Regardless of the severity of an outbreak, the guidance states that employers may ask if employees are experiencing symptoms of the illness in question (i.e. COVID-19). Any information received about employee illnesses must be maintained confidentially. Another part of the guidance provides that employers may ask employees who call out the reason for the absence. (Then, of course, if the employee states it is because they are sick, they may be asked if they have COVID-19 symptoms.)

  • When may an ADA-covered employer take the body temperature of employees during a Coronavirus-like event?

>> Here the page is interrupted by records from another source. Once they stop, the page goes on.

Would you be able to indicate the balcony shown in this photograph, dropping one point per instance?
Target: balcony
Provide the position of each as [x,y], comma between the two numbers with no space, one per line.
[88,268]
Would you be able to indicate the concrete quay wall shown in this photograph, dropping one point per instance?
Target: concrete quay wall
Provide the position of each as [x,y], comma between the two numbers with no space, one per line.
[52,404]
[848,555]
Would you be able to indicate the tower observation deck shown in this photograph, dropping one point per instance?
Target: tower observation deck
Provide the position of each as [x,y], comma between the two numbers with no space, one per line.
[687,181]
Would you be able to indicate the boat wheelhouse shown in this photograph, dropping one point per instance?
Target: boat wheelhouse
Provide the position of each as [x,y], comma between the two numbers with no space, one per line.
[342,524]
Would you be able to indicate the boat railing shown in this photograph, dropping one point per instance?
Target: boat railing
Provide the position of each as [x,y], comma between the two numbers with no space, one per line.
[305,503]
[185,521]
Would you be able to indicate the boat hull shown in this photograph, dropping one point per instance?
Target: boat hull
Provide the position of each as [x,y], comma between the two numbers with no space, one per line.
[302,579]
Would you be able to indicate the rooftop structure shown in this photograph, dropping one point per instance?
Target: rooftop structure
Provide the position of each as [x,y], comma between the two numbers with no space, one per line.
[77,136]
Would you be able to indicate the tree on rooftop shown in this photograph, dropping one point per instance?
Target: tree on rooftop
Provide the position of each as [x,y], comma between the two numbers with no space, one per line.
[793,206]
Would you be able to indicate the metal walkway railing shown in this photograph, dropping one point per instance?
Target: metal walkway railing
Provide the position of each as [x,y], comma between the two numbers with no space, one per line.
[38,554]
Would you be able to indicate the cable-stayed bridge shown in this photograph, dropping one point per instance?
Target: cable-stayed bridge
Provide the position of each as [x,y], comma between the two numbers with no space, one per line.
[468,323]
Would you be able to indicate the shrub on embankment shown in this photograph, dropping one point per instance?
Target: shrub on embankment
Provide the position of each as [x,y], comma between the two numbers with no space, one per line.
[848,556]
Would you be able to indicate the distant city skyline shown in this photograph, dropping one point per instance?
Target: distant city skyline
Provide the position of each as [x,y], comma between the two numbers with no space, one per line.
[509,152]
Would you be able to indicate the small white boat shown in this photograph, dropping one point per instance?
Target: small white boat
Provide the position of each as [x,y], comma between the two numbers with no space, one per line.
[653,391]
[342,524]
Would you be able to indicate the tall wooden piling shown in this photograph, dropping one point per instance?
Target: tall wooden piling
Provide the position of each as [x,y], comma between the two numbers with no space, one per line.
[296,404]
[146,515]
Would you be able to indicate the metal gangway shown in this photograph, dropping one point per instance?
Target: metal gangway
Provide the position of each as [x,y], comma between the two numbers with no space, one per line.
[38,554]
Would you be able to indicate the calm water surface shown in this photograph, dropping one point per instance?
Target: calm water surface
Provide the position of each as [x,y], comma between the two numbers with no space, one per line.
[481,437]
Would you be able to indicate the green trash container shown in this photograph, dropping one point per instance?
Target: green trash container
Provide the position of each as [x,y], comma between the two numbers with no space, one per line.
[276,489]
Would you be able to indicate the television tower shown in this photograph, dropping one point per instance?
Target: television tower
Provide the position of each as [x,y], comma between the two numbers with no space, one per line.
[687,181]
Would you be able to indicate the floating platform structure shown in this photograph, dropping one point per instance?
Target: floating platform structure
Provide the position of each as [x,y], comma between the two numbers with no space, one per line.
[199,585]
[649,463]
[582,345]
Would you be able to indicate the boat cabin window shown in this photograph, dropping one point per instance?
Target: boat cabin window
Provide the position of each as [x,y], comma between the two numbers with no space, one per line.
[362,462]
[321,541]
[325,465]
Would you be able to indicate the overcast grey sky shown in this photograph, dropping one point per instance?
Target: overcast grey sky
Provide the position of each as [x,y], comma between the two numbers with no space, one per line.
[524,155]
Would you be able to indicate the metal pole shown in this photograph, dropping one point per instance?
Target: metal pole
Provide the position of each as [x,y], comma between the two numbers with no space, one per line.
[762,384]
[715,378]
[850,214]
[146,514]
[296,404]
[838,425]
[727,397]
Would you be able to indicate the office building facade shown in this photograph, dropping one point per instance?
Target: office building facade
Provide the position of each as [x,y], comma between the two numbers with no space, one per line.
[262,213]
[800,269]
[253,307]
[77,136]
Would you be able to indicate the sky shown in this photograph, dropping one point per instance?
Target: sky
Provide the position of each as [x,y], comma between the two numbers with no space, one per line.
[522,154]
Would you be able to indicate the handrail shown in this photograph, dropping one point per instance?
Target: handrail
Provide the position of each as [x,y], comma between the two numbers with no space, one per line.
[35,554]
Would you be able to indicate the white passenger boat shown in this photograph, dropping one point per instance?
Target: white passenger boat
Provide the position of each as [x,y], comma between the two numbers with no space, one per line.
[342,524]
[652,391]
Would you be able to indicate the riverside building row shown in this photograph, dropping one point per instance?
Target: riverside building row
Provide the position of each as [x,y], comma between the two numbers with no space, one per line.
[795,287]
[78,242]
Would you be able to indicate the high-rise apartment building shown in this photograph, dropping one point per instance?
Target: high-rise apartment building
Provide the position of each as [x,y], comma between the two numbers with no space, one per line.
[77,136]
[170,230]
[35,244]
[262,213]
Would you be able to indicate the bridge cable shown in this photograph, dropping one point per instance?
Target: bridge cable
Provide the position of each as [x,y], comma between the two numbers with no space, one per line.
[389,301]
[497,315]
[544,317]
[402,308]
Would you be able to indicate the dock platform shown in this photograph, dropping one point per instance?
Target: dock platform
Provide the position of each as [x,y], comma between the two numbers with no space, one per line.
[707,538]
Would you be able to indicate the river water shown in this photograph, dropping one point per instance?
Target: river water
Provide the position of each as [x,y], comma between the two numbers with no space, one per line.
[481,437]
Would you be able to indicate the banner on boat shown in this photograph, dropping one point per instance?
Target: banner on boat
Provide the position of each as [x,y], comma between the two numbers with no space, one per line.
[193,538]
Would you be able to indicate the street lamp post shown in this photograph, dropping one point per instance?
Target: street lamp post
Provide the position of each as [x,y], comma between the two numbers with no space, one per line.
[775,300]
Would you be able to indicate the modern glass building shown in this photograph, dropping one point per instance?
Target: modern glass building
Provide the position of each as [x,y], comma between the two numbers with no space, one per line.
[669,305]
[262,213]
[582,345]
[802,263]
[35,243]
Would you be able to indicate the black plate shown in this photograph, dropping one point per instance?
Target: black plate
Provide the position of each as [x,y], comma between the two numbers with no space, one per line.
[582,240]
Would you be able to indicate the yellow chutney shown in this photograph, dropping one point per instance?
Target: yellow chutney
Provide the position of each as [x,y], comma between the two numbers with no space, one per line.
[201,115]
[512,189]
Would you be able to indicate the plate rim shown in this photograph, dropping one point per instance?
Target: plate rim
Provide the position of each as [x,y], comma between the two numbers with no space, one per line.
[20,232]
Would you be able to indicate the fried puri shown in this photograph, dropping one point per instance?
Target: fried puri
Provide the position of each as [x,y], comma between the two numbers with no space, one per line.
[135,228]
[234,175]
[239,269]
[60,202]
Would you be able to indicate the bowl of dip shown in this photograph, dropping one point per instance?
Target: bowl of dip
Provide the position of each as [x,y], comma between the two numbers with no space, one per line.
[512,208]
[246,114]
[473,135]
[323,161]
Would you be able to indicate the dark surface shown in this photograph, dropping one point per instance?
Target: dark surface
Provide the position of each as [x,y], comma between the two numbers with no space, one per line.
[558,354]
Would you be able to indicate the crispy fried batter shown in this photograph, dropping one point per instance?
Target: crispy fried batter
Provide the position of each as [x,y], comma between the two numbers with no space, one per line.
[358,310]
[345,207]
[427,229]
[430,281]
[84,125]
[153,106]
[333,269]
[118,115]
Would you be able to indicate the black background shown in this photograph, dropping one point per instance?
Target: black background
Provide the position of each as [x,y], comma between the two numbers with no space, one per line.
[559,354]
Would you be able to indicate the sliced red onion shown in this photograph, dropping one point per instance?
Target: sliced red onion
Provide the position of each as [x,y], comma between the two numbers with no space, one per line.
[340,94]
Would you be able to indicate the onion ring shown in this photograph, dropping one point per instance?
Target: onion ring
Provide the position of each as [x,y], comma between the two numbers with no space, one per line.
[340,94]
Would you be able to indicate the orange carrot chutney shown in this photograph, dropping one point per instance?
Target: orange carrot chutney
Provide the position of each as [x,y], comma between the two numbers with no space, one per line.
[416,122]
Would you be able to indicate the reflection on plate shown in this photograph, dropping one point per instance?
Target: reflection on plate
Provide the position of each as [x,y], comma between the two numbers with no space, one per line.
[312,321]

The guidance considers this a medical examination, which would only be permitted when the outbreak becomes sufficiently severe or widespread, as assessed by the CDC or public health officials. Note, however, that not all individuals with COVID-19 have a fever.

  • Does the ADA allow employers to require employees to stay home if they have symptoms of the Coronavirus?

According to the guidance, if the employee is exhibiting signs of the pandemic illness, they may be sent home or required to stay home.

  • When employees return to work, does the ADA allow employers to require doctors’ notes certifying their fitness for duty?

Yes. The guidance notes that “[a]s a practical matter, however, doctors and other health care professionals may be too busy during and immediately after a pandemic outbreak to provide fitness-for-duty documentation. Therefore, new approaches may be necessary, such as reliance on local clinics to provide a form, a stamp, or an e-mail to certify that an individual does not have the pandemic virus.” This is in line with the CDC’s guidance, which encourages employers not to require a doctor’s note, “as healthcare provider offices and medical facilities may be extremely busy and not able to provide such documentation in a timely way.”